Mila seduta accanto a lei, per un attimo si sentì impietrita. Era lì con le ginocchia strette l’una contro l’altra e le mani sopra di esse. Sentiva il volto arrossire ed era come se tutto il sangue si fosse fermato. All’improvviso la mano abbandonò il ginocchio e senza che se ne rendesse conto, andò a posarsi sul dorso della mano della donna di fronte a lei. Si fissarono negli occhi per un’eternità. La signora voltò la sua mano e le loro dita si cercarono e si unirono. "Signora, forse possiamo dimenticare la parte e recitare a soggetto.

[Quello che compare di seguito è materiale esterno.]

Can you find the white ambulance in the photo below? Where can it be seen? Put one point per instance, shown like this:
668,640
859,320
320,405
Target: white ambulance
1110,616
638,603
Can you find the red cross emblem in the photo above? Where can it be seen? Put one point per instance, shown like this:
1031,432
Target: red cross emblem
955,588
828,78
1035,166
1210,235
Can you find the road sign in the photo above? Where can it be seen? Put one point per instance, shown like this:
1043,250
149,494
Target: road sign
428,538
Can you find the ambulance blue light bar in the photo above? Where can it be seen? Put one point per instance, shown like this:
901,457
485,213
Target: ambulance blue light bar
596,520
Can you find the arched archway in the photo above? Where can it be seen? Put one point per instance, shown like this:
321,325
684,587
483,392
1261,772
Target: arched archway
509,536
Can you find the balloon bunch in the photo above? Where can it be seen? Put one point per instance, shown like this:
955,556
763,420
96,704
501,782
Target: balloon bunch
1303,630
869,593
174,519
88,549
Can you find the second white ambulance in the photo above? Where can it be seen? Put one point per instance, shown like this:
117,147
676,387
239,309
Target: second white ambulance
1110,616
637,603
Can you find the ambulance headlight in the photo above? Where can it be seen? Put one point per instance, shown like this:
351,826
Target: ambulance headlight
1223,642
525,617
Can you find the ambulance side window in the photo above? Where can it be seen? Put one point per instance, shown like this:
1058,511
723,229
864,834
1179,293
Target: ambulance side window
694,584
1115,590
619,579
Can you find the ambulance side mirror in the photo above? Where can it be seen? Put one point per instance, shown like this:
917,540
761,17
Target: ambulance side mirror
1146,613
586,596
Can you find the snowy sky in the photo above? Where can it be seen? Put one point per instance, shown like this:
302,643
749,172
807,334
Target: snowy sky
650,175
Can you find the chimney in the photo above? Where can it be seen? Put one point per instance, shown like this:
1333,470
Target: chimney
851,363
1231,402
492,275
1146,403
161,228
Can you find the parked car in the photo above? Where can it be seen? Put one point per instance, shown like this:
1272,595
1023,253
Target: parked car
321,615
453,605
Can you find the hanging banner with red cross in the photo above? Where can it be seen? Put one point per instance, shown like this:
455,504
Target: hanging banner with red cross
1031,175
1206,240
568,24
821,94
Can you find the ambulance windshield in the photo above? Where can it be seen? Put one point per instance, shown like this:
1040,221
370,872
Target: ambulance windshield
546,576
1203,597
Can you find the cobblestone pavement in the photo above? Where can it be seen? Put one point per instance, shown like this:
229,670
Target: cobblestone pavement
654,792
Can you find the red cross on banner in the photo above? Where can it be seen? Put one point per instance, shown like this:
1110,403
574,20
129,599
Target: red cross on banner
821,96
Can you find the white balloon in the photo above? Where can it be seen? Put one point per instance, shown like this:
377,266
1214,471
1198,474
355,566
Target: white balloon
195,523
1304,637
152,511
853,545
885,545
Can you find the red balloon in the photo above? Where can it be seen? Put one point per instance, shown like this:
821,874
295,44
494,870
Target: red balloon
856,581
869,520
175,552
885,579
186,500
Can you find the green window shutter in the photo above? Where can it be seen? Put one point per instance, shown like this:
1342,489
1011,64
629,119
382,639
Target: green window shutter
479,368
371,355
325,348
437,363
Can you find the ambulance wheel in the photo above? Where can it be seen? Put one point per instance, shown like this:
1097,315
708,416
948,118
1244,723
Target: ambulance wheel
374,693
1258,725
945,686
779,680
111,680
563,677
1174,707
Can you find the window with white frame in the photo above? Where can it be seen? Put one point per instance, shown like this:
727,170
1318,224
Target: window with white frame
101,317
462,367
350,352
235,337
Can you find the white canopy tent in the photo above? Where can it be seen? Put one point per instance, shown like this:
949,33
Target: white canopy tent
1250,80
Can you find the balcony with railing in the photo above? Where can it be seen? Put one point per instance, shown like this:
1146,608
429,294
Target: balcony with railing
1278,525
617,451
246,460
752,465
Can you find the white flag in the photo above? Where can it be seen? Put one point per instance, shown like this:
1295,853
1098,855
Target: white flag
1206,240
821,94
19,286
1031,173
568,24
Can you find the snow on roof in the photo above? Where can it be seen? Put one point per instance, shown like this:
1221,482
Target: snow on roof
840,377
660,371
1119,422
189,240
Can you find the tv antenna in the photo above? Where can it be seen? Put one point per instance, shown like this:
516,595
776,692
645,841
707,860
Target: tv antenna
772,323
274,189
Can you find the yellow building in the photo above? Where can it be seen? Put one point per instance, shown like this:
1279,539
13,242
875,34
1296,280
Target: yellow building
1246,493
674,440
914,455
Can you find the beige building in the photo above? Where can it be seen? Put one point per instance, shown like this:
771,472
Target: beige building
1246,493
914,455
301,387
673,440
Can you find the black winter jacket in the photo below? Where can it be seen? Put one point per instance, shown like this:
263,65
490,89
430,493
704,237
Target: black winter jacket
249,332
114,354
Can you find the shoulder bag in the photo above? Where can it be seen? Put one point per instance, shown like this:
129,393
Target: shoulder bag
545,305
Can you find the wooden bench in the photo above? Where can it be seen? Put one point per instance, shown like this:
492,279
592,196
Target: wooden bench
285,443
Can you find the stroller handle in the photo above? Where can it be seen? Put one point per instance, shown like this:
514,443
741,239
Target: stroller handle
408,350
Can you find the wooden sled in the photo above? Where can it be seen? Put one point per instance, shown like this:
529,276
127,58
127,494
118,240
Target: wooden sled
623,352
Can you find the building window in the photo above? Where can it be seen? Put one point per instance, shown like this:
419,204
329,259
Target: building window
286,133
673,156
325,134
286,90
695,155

Forse l’amore può ancora rinascere, anche nel suo cuore, soltanto con un volto diverso da quello che di solito gli si attribuisce. Il vero amore nasce dal cuore e si propaga."

La mano della signora strinse quella di Mila e la trasse a sé. Mentre le lacrime sul volto si facevano copiose, la sua bocca iniziò a schiudersi in un sorriso. "Hai ragione piccola mia, vieni lascia che ti stringa a me. Rimarrai in questa casa, e sarai la mia Mila"

Se Dio esistesse, forse Mila quel giorno, non avrebbe chiesto conto di nulla.